In mid-May, the CRTC renewed the licenses for multiple broadcasters and set the amount they must spend on programs of national interest to five per cent of their total revenue — a drop for some broadcasters.
At the end of June, groups representing Canada’s independent producers, professional performers and other media workers submitted a petition to the Canadian Heritage minister to set aside the renewals or refer them back to the CRTC, saying the lowered investment could hurt the industry.
The government said in a statement it is referring the decision back for the CRTC to reconsider following numerous appeals from the cultural sector.
It said it wants the CRTC to ensure Canada achieves the right balance of investment in content and ability to compete.
CRTC spokeswoman Patricia Valladao said in an email that the regulator will reconsider its decision and announce the next steps at a later date.

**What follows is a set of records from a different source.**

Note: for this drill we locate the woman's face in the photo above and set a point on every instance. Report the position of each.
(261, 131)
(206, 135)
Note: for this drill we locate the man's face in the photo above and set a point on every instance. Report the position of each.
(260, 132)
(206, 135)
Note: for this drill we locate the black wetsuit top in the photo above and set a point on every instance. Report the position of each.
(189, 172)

The government move was applauded by the Canadian Media Producers Association, Alliance of Canadian Cinema, Television and Radio Artists and the Directors Guild of Canada.
This action requires the CRTC to re-evaluate its decisions, which would decrease the amount that Bell Media, Rogers Media and Corus Entertainment are required to spend on Canadian Programs of National Interest, the groups said in a statement.
The coalition said it was “deeply concerned with the potentially devastating impacts of the CRTC decisions.”
“This is a real victory for the thousands of Canadians who stepped up and spoke out to defend Canadian storytelling,” said Stephen Waddell, national executive director of ACTRA.